Opinion: The March Patch – The Sky is not Falling!


Whilst I don’t necessarily agree with all the decisions made in the March patch notes and would love the remaining Unique cards released from suspension, I don’t feel that Magpeng Little should be listened to. After all, look what happened to him!

The Patch Changes

As an amateur game designer, I know that all game design decisions are hard, especially around balance. Equinox have some 6-8 full time game designers which is actually a very small number of people to create new sets and balance them, watch the meta game and look at what cards need to be suspended. Finding the right fix for the suspended cards in the light of existing cards and the future cards is not easy and with Haven the writers here all had different ideas. As such we don’t have access to future cards, so we can’t see that part of the balancing and we just have to trust Equinox on this.

This is an incredibly small team to do this, and it is even more complicated by the presence of unique cards. The whole unique algorithm is not a simple thing, and although to us players it seems like there are simple answers, this might not be the case. So, whilst I really wanted my uniques to be freed from Suspendo Jail, I understand it might not be as simple as I think.

The Meta – Healthy or Unhealthy?

The sheer nature of all trading card games is that there will always be a perceived best deck or decks at high level play. Very often in Magic the Gathering before a Pro Tour there were usually perceived to be two or three high level decks and at times that had even been one best deck and one that predated on it. These decks could have 40-50% of the meta and have win rates in excess of 60%. To me that is an unhealthy meta game.

The meta game presented to us by Equinox shows that the top faction has a 20.3% share of the meta and the worst one an 11% share of the meta game. In a perfect world every one of the six factions would have 16.67% of the meta. Obviously, it is difficult / next to impossible to perfectly balance a TCG so that each faction has that magic 16.67%. So, the best you can hope for is an acceptable tolerance around that golden percentage. I feel that a 4% tolerance is a reasonable level of variance. Now only Axiom falls outside that tolerance at 11% and that has largely been due to the suspension of Haven, Bravos Bastion. I hope that its release can bring the faction up, but for the most part, the standard deviation on factions is not way out of line.

The Best Decks

In any TCG there will always be a deck that is perceived as ‘The Best Deck’. For the first season it was deemed to be the Waru deck (until he got his teeth pulled) and now it is perceived to be Sigismar. However looking at all the online tournaments over the past few weeks since 17th February (on 39cards.com) we have tournament wins for six different heroes. Now I do realise that Sigismar and Afanas are perceived the ‘best decks’ but it shows that there are at least six different heroes that can win events and there have been other heroes in the top 8.

 

To conclude, yes there are perceived to be best decks (there always will be), but they are not unbeatable. I beat a Sigismar deck the other day with my Kojo brew.
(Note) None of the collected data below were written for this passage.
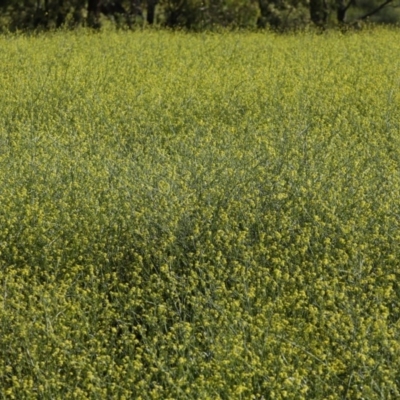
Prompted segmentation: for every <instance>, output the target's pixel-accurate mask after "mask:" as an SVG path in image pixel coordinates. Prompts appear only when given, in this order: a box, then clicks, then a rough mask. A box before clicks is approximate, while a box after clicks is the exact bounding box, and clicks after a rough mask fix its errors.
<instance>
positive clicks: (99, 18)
mask: <svg viewBox="0 0 400 400" xmlns="http://www.w3.org/2000/svg"><path fill="white" fill-rule="evenodd" d="M87 22H88V25H89V26H91V27H92V28H96V29H97V28H100V0H89V1H88V18H87Z"/></svg>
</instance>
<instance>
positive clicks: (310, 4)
mask: <svg viewBox="0 0 400 400" xmlns="http://www.w3.org/2000/svg"><path fill="white" fill-rule="evenodd" d="M310 17H311V21H312V22H314V24H315V25H317V26H320V27H323V26H325V25H326V22H327V20H328V6H327V4H326V1H325V0H310Z"/></svg>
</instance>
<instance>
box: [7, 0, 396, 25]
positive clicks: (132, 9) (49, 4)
mask: <svg viewBox="0 0 400 400" xmlns="http://www.w3.org/2000/svg"><path fill="white" fill-rule="evenodd" d="M396 1H397V2H398V1H399V0H87V1H80V0H22V1H21V0H0V27H1V28H2V29H3V30H4V29H6V30H12V31H14V30H21V29H25V30H26V29H28V30H29V29H34V30H47V29H54V28H58V27H61V26H64V27H75V26H81V25H87V26H91V27H93V28H99V27H101V25H102V22H103V21H105V20H106V19H109V20H112V21H113V22H114V23H115V24H117V25H119V26H125V27H129V28H133V27H134V26H143V25H145V24H148V25H152V24H157V25H160V26H166V27H171V28H175V27H183V28H187V29H210V28H214V27H216V26H222V27H240V28H255V27H259V28H270V29H276V30H287V29H293V28H298V27H302V26H305V25H307V24H309V23H311V24H313V25H316V26H318V27H321V28H325V27H328V26H330V25H333V24H339V25H343V24H351V23H354V22H356V21H363V20H367V19H368V20H373V21H375V22H390V23H396V22H397V21H399V20H400V12H398V11H397V10H396V8H395V7H394V6H395V2H396Z"/></svg>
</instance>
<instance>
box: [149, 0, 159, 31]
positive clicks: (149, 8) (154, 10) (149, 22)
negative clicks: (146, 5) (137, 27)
mask: <svg viewBox="0 0 400 400" xmlns="http://www.w3.org/2000/svg"><path fill="white" fill-rule="evenodd" d="M157 3H158V0H147V23H148V24H149V25H153V24H154V16H155V13H156V5H157Z"/></svg>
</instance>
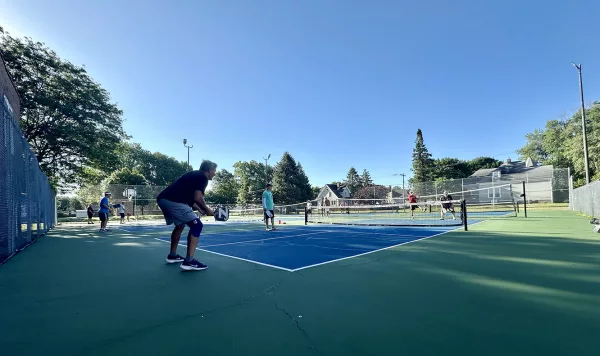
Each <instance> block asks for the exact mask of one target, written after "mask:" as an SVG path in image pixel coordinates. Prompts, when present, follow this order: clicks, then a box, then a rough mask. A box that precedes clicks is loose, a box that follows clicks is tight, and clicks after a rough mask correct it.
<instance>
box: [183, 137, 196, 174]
mask: <svg viewBox="0 0 600 356" xmlns="http://www.w3.org/2000/svg"><path fill="white" fill-rule="evenodd" d="M183 145H184V146H185V147H187V149H188V165H187V168H186V169H185V170H186V172H187V171H189V170H190V148H193V147H194V146H193V145H192V146H188V145H187V139H186V138H184V139H183Z"/></svg>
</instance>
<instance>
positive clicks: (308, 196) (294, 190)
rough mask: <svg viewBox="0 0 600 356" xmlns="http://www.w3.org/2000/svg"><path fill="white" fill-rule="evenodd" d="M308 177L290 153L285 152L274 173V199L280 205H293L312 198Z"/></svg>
mask: <svg viewBox="0 0 600 356" xmlns="http://www.w3.org/2000/svg"><path fill="white" fill-rule="evenodd" d="M310 195H311V189H310V184H309V182H308V177H306V174H305V173H304V171H303V170H302V166H299V165H298V164H297V163H296V161H295V160H294V158H293V157H292V155H290V154H289V152H285V153H284V154H283V157H282V158H281V160H280V161H279V162H278V163H277V165H276V166H275V170H274V172H273V198H274V199H275V201H276V203H278V204H293V203H299V202H303V201H306V200H308V199H309V198H310Z"/></svg>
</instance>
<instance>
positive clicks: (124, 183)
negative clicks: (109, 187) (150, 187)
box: [108, 168, 148, 185]
mask: <svg viewBox="0 0 600 356" xmlns="http://www.w3.org/2000/svg"><path fill="white" fill-rule="evenodd" d="M147 183H148V182H147V181H146V178H144V176H143V175H142V174H141V173H140V172H138V171H137V170H136V169H135V168H133V169H131V168H122V169H119V170H118V171H115V172H114V173H113V174H111V175H110V177H108V184H124V185H146V184H147Z"/></svg>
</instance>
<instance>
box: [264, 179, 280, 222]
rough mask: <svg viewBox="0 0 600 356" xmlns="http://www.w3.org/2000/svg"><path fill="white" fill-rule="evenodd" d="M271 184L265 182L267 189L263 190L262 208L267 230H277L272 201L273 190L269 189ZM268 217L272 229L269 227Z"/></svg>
mask: <svg viewBox="0 0 600 356" xmlns="http://www.w3.org/2000/svg"><path fill="white" fill-rule="evenodd" d="M271 189H273V186H272V185H271V184H267V189H265V191H264V192H263V199H262V201H263V210H264V212H265V224H267V231H271V230H277V229H276V228H275V212H274V209H275V204H274V203H273V192H272V191H271ZM269 219H271V226H272V227H273V228H272V229H269Z"/></svg>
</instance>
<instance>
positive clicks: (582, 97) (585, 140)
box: [573, 63, 590, 184]
mask: <svg viewBox="0 0 600 356" xmlns="http://www.w3.org/2000/svg"><path fill="white" fill-rule="evenodd" d="M573 66H574V67H575V68H577V72H579V94H580V95H581V128H582V130H583V158H584V162H585V183H586V184H590V166H589V160H588V149H587V129H586V125H585V104H584V103H583V80H582V79H581V64H579V65H577V64H575V63H573Z"/></svg>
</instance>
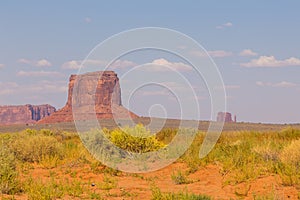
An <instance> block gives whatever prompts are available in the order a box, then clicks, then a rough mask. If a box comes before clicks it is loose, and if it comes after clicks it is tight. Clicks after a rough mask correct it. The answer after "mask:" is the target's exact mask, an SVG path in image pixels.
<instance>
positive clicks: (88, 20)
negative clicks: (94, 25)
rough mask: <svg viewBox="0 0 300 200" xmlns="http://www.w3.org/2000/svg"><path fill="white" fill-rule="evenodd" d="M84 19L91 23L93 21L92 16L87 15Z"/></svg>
mask: <svg viewBox="0 0 300 200" xmlns="http://www.w3.org/2000/svg"><path fill="white" fill-rule="evenodd" d="M84 21H85V22H86V23H88V24H89V23H91V22H92V19H91V18H90V17H86V18H84Z"/></svg>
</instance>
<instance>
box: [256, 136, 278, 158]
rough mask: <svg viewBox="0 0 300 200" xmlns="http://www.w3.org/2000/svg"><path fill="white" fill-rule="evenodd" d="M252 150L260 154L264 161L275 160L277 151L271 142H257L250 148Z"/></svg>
mask: <svg viewBox="0 0 300 200" xmlns="http://www.w3.org/2000/svg"><path fill="white" fill-rule="evenodd" d="M252 150H253V152H255V153H257V154H258V155H260V156H262V158H263V160H264V161H277V160H278V156H279V153H278V151H276V150H275V149H274V148H273V147H272V144H271V142H270V141H269V142H267V143H265V144H259V145H257V146H255V147H253V148H252Z"/></svg>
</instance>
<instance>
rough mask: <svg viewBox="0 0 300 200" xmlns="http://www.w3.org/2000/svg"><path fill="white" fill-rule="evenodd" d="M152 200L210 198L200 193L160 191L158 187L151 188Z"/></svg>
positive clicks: (153, 187) (203, 198) (167, 199)
mask: <svg viewBox="0 0 300 200" xmlns="http://www.w3.org/2000/svg"><path fill="white" fill-rule="evenodd" d="M151 199H152V200H179V199H180V200H210V199H211V198H210V197H209V196H206V195H201V194H189V193H188V192H186V191H185V192H179V193H162V192H161V191H160V189H159V188H157V187H153V188H152V198H151Z"/></svg>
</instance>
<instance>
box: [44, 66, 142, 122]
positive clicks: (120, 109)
mask: <svg viewBox="0 0 300 200" xmlns="http://www.w3.org/2000/svg"><path fill="white" fill-rule="evenodd" d="M76 85H78V87H76V88H75V90H74V86H76ZM95 86H96V88H95ZM78 94H79V95H78ZM74 103H75V105H74V106H75V107H76V109H78V110H79V111H80V112H81V113H82V114H81V115H80V116H79V118H78V119H79V120H88V119H93V118H94V117H95V114H96V117H97V118H98V119H112V118H124V119H125V118H129V117H132V118H137V117H138V116H137V115H136V114H134V113H132V112H130V111H129V110H127V109H126V108H124V107H123V106H122V102H121V89H120V83H119V78H118V76H117V74H116V73H115V72H113V71H99V72H90V73H86V74H82V75H71V76H70V79H69V90H68V100H67V103H66V105H65V106H64V107H63V108H62V109H60V110H58V111H57V112H55V113H53V114H52V115H51V116H48V117H45V118H43V119H41V120H40V121H39V122H38V123H41V124H52V123H60V122H71V121H73V114H72V109H73V108H72V106H73V105H72V104H74ZM93 111H94V112H93Z"/></svg>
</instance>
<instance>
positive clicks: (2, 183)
mask: <svg viewBox="0 0 300 200" xmlns="http://www.w3.org/2000/svg"><path fill="white" fill-rule="evenodd" d="M0 142H1V141H0ZM19 191H20V187H19V181H18V174H17V172H16V161H15V157H14V154H13V153H12V152H11V151H10V150H9V148H8V147H7V146H6V145H5V144H4V142H3V141H2V142H1V143H0V193H2V194H14V193H16V192H19Z"/></svg>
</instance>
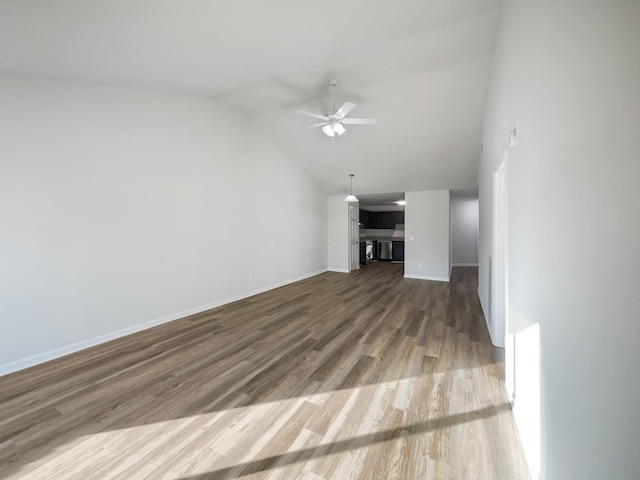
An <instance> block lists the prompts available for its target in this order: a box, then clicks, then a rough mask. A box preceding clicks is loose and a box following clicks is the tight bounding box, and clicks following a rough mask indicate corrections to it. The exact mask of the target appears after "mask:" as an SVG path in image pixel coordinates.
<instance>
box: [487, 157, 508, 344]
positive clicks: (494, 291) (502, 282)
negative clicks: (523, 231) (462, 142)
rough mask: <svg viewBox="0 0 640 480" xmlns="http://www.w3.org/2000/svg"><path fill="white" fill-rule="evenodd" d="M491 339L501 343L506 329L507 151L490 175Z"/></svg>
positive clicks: (506, 305)
mask: <svg viewBox="0 0 640 480" xmlns="http://www.w3.org/2000/svg"><path fill="white" fill-rule="evenodd" d="M491 268H492V271H491V297H492V298H491V328H490V331H489V333H490V334H491V341H492V342H493V344H494V345H495V346H497V347H503V348H504V346H505V342H506V338H505V336H506V332H507V294H508V292H507V152H506V151H505V152H504V154H503V155H502V158H501V159H500V164H499V165H498V168H497V169H496V171H495V172H494V174H493V252H492V263H491Z"/></svg>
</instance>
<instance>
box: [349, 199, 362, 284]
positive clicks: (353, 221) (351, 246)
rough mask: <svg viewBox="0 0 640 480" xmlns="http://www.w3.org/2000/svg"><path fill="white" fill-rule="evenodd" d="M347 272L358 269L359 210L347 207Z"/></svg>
mask: <svg viewBox="0 0 640 480" xmlns="http://www.w3.org/2000/svg"><path fill="white" fill-rule="evenodd" d="M348 218H349V266H348V268H349V271H350V272H352V271H354V270H358V269H359V268H360V208H359V206H357V205H349V216H348Z"/></svg>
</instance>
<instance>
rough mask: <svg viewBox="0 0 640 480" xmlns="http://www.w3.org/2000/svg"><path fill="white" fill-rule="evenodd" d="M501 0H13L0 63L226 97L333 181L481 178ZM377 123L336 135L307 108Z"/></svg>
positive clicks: (436, 185) (362, 191) (379, 191)
mask: <svg viewBox="0 0 640 480" xmlns="http://www.w3.org/2000/svg"><path fill="white" fill-rule="evenodd" d="M500 7H501V1H500V0H454V1H452V0H396V1H394V2H382V1H373V0H346V1H344V2H339V3H332V4H327V3H326V2H303V1H300V0H270V1H265V0H216V1H211V0H188V1H181V2H176V1H169V0H110V1H98V0H93V1H89V0H74V1H71V0H56V1H51V0H30V1H0V72H4V73H10V74H18V75H29V76H36V77H44V78H53V79H62V80H73V81H86V82H93V83H100V84H110V85H121V86H128V87H136V88H151V89H158V90H167V91H174V92H186V93H193V94H199V95H207V96H216V97H219V98H220V99H221V100H222V101H224V102H227V103H229V104H231V105H232V106H234V107H236V108H238V109H239V110H241V111H243V112H245V113H246V114H247V116H249V117H250V118H253V119H255V121H256V122H258V123H260V124H261V125H262V126H263V127H264V128H266V129H267V130H268V131H269V132H270V133H271V134H272V135H273V136H274V138H275V139H276V141H277V142H278V143H279V144H280V145H281V146H282V147H283V148H284V149H285V150H286V151H287V152H289V154H290V155H291V156H292V157H293V158H294V159H295V160H296V161H298V162H300V163H301V164H302V166H303V167H304V168H305V169H307V170H308V171H309V172H310V173H311V174H312V175H313V176H314V177H315V178H316V179H317V180H318V182H319V183H320V184H321V185H322V186H323V187H324V188H325V189H326V191H327V193H329V194H342V193H346V191H347V190H348V174H349V173H354V174H355V175H356V177H355V178H354V192H355V193H356V194H358V193H381V192H403V191H411V190H425V189H433V188H468V187H474V186H475V185H476V184H477V160H478V154H479V147H480V134H481V133H480V132H481V125H482V111H483V107H484V100H485V95H486V90H487V83H488V76H489V68H490V63H491V54H492V50H493V43H494V38H495V33H496V30H497V26H498V22H499V17H500ZM332 76H336V77H338V78H339V79H340V81H341V82H340V85H339V86H338V88H337V93H336V95H337V99H336V103H338V104H341V103H342V102H344V101H347V100H349V101H352V102H354V103H355V104H356V105H357V106H356V109H355V110H354V111H353V112H352V114H351V116H357V117H374V118H377V119H378V125H376V126H358V125H356V126H347V128H348V131H347V133H346V134H345V135H343V136H342V137H340V138H338V139H337V140H336V142H335V143H332V142H331V140H330V139H329V138H327V137H325V136H324V135H323V134H322V133H321V132H320V130H319V129H314V130H303V129H302V127H303V126H305V125H309V124H311V123H315V122H314V121H313V119H312V118H309V117H303V116H301V115H297V114H296V113H295V111H296V110H298V109H305V110H310V111H314V112H318V113H323V114H326V113H329V109H330V106H331V103H332V101H331V94H330V92H329V87H328V80H329V78H330V77H332Z"/></svg>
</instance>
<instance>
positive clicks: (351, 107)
mask: <svg viewBox="0 0 640 480" xmlns="http://www.w3.org/2000/svg"><path fill="white" fill-rule="evenodd" d="M354 108H356V104H355V103H351V102H345V104H344V105H342V106H341V107H340V108H339V109H338V111H337V112H336V113H335V115H336V117H344V116H345V115H348V114H349V112H350V111H351V110H353V109H354Z"/></svg>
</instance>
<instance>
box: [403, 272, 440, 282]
mask: <svg viewBox="0 0 640 480" xmlns="http://www.w3.org/2000/svg"><path fill="white" fill-rule="evenodd" d="M404 278H412V279H415V280H432V281H435V282H449V281H450V280H451V279H450V278H447V277H428V276H423V275H407V274H405V275H404Z"/></svg>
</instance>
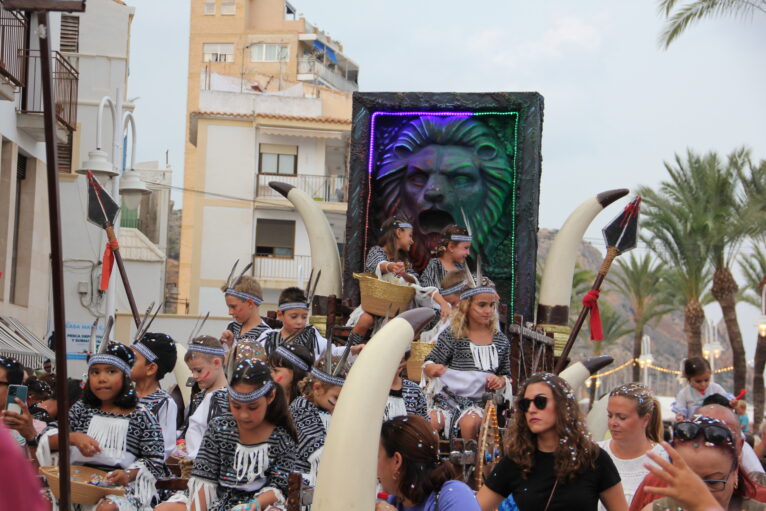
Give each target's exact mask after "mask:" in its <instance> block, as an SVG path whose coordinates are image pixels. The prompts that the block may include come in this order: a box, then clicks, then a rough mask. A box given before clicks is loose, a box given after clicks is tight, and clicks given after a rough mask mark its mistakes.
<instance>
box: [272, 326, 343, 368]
mask: <svg viewBox="0 0 766 511" xmlns="http://www.w3.org/2000/svg"><path fill="white" fill-rule="evenodd" d="M283 342H284V339H283V338H282V330H281V329H279V328H272V329H269V330H267V331H265V332H264V333H263V334H261V336H260V337H259V338H258V343H259V344H261V345H262V346H263V347H264V348H265V349H266V353H268V354H271V352H272V351H274V350H275V349H277V347H278V346H281V345H282V343H283ZM290 344H294V345H296V346H303V347H304V348H306V349H308V350H309V351H310V352H311V354H312V355H314V360H319V358H320V357H321V356H322V355H324V352H325V350H326V349H327V344H328V342H327V339H325V338H324V337H323V336H322V334H321V333H319V330H317V329H316V327H314V326H309V327H307V328H305V329H303V331H302V332H301V333H299V334H298V335H297V336H295V337H293V338H292V339H290ZM331 349H332V354H333V356H335V357H339V356H341V355H343V349H344V348H343V347H342V346H335V345H332V346H331Z"/></svg>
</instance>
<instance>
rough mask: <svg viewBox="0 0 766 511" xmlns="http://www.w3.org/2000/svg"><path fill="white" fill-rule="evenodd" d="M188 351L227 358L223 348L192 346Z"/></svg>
mask: <svg viewBox="0 0 766 511" xmlns="http://www.w3.org/2000/svg"><path fill="white" fill-rule="evenodd" d="M188 351H195V352H197V353H204V354H205V355H215V356H216V357H225V356H226V352H225V351H224V350H223V348H217V347H215V346H205V345H204V344H190V345H189V348H188Z"/></svg>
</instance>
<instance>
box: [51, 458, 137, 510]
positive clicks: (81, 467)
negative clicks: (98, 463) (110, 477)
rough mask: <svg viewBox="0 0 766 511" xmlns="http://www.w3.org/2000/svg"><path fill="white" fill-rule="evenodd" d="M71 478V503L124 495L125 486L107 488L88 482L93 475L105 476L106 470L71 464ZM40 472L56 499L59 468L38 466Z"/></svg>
mask: <svg viewBox="0 0 766 511" xmlns="http://www.w3.org/2000/svg"><path fill="white" fill-rule="evenodd" d="M69 470H70V473H69V477H70V479H71V488H72V503H73V504H86V505H94V504H96V503H98V501H99V500H101V499H102V498H104V497H106V496H107V495H125V488H123V487H122V486H119V487H116V488H107V487H104V486H96V485H95V484H90V480H91V479H92V478H93V476H96V475H97V476H101V477H105V476H106V472H104V471H103V470H97V469H95V468H90V467H86V466H84V465H73V466H71V467H70V468H69ZM40 473H41V474H43V475H44V476H45V478H46V479H47V480H48V486H49V487H50V489H51V491H52V492H53V496H54V497H56V499H58V498H59V468H58V467H40Z"/></svg>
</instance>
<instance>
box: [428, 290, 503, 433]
mask: <svg viewBox="0 0 766 511" xmlns="http://www.w3.org/2000/svg"><path fill="white" fill-rule="evenodd" d="M480 280H481V278H480ZM497 303H498V296H497V293H496V291H495V288H494V286H492V285H491V283H490V282H489V281H487V280H486V279H484V282H482V283H481V285H479V286H476V287H469V288H468V289H467V290H466V291H463V293H462V294H461V295H460V305H459V306H458V308H457V310H456V311H455V312H454V313H453V316H452V324H451V327H450V328H449V329H447V330H445V331H444V332H443V333H442V334H441V335H440V336H439V340H438V341H437V343H436V346H434V349H433V350H432V351H431V353H429V354H428V355H427V356H426V359H425V360H426V361H425V363H424V364H423V372H424V373H425V375H426V376H428V377H429V378H435V379H436V380H435V382H434V384H433V387H432V388H431V390H430V392H429V394H430V395H432V396H433V405H432V409H431V411H430V414H431V423H432V424H433V425H434V427H437V428H438V429H442V428H443V431H444V435H445V436H446V437H447V438H452V437H455V436H459V437H462V438H465V439H469V438H476V437H477V436H478V433H479V427H480V425H481V419H482V417H483V403H482V397H483V395H484V393H485V392H486V391H487V390H490V391H495V390H500V389H503V390H504V395H505V397H506V399H507V400H510V398H511V397H512V393H511V382H510V380H509V378H508V376H509V369H510V364H509V356H510V343H509V342H508V339H507V338H506V337H505V335H503V334H502V332H500V331H499V330H498V319H497Z"/></svg>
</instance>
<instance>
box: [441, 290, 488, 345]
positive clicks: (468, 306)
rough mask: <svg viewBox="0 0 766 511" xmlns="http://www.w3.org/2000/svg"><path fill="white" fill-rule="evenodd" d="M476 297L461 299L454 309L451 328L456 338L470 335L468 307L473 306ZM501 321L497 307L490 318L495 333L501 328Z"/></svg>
mask: <svg viewBox="0 0 766 511" xmlns="http://www.w3.org/2000/svg"><path fill="white" fill-rule="evenodd" d="M477 296H478V295H477ZM474 299H476V296H472V297H470V298H468V299H467V300H460V303H459V304H458V306H457V307H455V309H454V310H453V311H452V317H451V318H450V328H451V329H452V335H453V336H454V337H455V339H465V338H466V337H468V327H469V326H470V325H469V322H470V318H469V317H468V309H470V308H471V304H472V303H473V301H474ZM499 321H500V316H499V315H498V313H497V308H495V313H494V314H493V315H492V319H490V323H491V324H492V333H493V334H495V333H497V332H498V331H499V330H500V327H499Z"/></svg>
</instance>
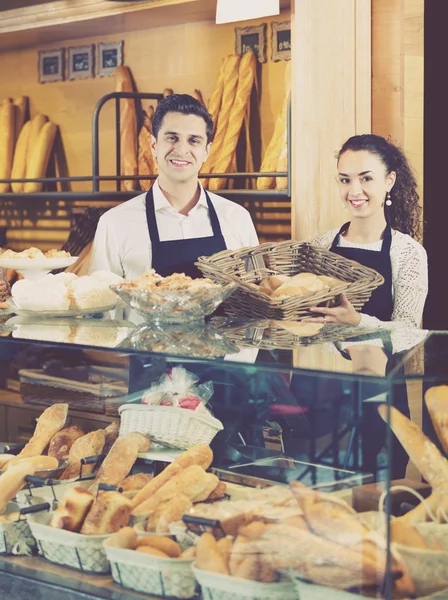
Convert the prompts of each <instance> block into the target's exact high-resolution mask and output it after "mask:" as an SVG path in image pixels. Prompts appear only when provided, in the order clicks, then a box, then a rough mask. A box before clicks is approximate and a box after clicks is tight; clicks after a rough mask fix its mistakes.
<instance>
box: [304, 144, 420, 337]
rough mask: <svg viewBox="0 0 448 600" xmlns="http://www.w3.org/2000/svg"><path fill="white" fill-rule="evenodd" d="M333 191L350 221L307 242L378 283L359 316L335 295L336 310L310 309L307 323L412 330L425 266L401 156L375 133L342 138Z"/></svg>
mask: <svg viewBox="0 0 448 600" xmlns="http://www.w3.org/2000/svg"><path fill="white" fill-rule="evenodd" d="M337 159H338V175H337V180H338V183H339V193H340V196H341V200H342V203H343V206H344V208H345V209H347V210H348V211H349V214H350V221H348V222H347V223H345V225H343V226H342V227H341V229H340V230H339V231H338V230H337V229H333V230H331V231H328V232H327V233H325V234H324V235H322V236H319V237H317V238H316V239H314V240H313V242H312V243H313V244H315V245H317V246H321V247H323V248H327V249H329V250H331V251H332V252H335V253H336V254H339V255H341V256H345V257H346V258H349V259H352V260H355V261H357V262H359V263H361V264H362V265H364V266H366V267H370V268H372V269H375V270H376V271H378V272H379V273H380V274H381V275H382V276H383V277H384V284H383V285H382V286H380V287H378V288H377V289H376V290H374V291H373V293H372V296H371V298H370V300H369V301H368V302H367V303H366V304H365V305H364V307H363V309H362V313H358V312H356V310H355V309H354V307H353V306H352V305H351V304H350V302H349V301H348V300H347V297H346V296H345V295H344V294H342V301H341V304H340V306H337V307H335V308H321V307H314V308H312V309H311V310H312V311H313V312H315V313H319V314H320V315H322V316H317V317H315V318H312V319H309V320H311V321H317V322H324V323H343V324H348V325H361V326H363V327H372V326H376V327H383V328H384V327H389V326H391V325H392V323H394V324H398V323H401V324H403V325H405V326H407V327H420V326H421V319H422V314H423V307H424V305H425V300H426V296H427V293H428V264H427V257H426V252H425V250H424V248H423V247H422V246H421V245H420V244H419V243H418V242H417V241H415V239H413V238H418V237H419V236H420V230H421V221H420V218H421V208H420V206H419V204H418V200H419V197H418V193H417V183H416V181H415V177H414V175H413V174H412V171H411V168H410V166H409V163H408V161H407V159H406V157H405V156H404V154H403V152H402V151H401V150H400V149H399V148H397V147H396V146H394V145H393V144H391V143H390V142H388V141H387V140H385V139H384V138H382V137H380V136H378V135H371V134H367V135H356V136H353V137H351V138H349V139H348V140H347V141H346V142H345V144H344V145H343V146H342V148H341V149H340V151H339V153H338V155H337Z"/></svg>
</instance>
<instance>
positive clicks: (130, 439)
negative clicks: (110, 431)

Today we are complaining about Sigismar and Afanas, but next season it may well be another hero who becomes the bogeyman. With 18 different heroes it will be impossible to have them all ‘competitive’, but to have 6 different heroes that can win I feel is healthy.

So, I agree with Charles’ assessment of a healthy metagame even though you may not like having to play against a greater percentage of Sigismar decks online. Honestly having the top 2 decks being 25% of the decks you face is actually low for a TCG.

Low-Cost Strategies

Ever since Altered first premiered we have seen low cost (1-3 mana) cards being the mainstay of strategies for winning decks. The complaint I see is, “Why can’t we have decks with higher casting cost cards in them?”

Look at Ellio’s video featuring a Kojo deck with Benzeiten in it. (https://www.youtube.com/watch?v=cT7hhidg62E). Here we have someone innovating and playing a deck (to a great win percentage – 20-0) with a card no one else is valuing as it costs 6 mana. So why is this good in the deck?

  • It has good card advantage built in.
  • It has good stats for the cost.
  • It dodges much of the removal arrayed against it. Afanas is mainly playing ‘Off You Go!’ and Sigismar is mainly playing ‘Teamwork Training’ as no one else is playing big creatures, since its not perceived to be what people are largely playing. Playing a large creature or two as a surprise means that these decks can be caught off guard.

Now I’d like to see some more support for larger creature strategies (Atsadi would appreciate it), but it is certainly possible to run some in your deck at the moment.

Going Forward

Obviously, like some others, I would love the meta to be perfectly balanced, but I’m a realist that it can’t be. I hope that the next set brings a bit more balance for the factions and something to bring Axiom up the rankings. I personally don’t think the Haven change is enough to do that, but I haven’t tested it, and the Equinox team have.

We however still haven’t had the most important answer however to the question on everyone’s lips though – “Why does Mana Flare exist?”